Multi-fluid, high-order moment models for partially ionized plasmas
Kentaro Hara
Stanford University
Aeronautics and Astronautics
Plasma physics and chemistry play an important role in controlling and designing plasma sources for various applications. While kinetic models are considered high fidelity due to their ability to resolve non-Maxwellian velocity distribution functions of charged particles, the computational cost is often prohibitive for large-scale simulations. Fluid (hydrodynamic) models are often computationally cheaper and lower fidelity as the transport equations of macroscopic properties are solved instead of first-principles kinetic equations.
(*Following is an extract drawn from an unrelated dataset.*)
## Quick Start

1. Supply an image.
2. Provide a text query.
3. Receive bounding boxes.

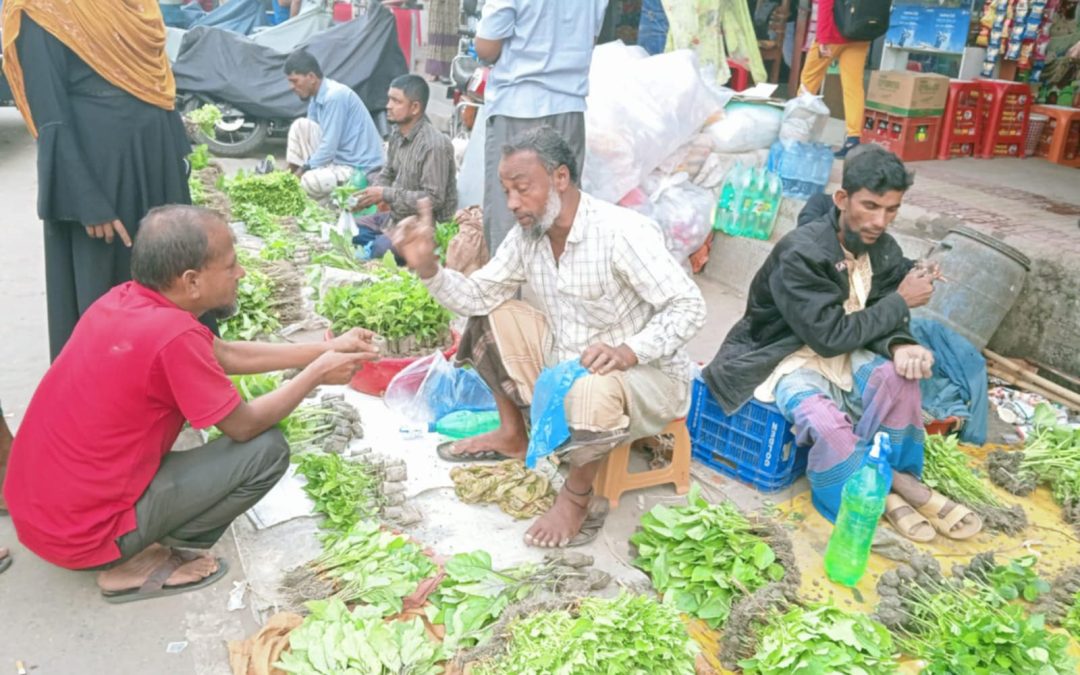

These fluid models can be derived by taking the moments of the kinetic equations, such as the Boltzmann equation, from which closure models of the fluid equations can be constructed. In this talk, I will introduce the development of 5-moment (mass, momenta, and mean energy), 10-moment (mass, momenta, and anisotropic pressure), and 14-moment (mass, momenta, anisotropic pressure, contracted heat flux, and contracted kurtosis) for partially ionized plasmas that include plasma-wall interactions and volumetric reactions, including electron-neutral, electron-electron, and electron-ion collisions. These multi-moment models are compared with kinetic simulations to assess their fidelity for low-pressure DC and RF plasmas.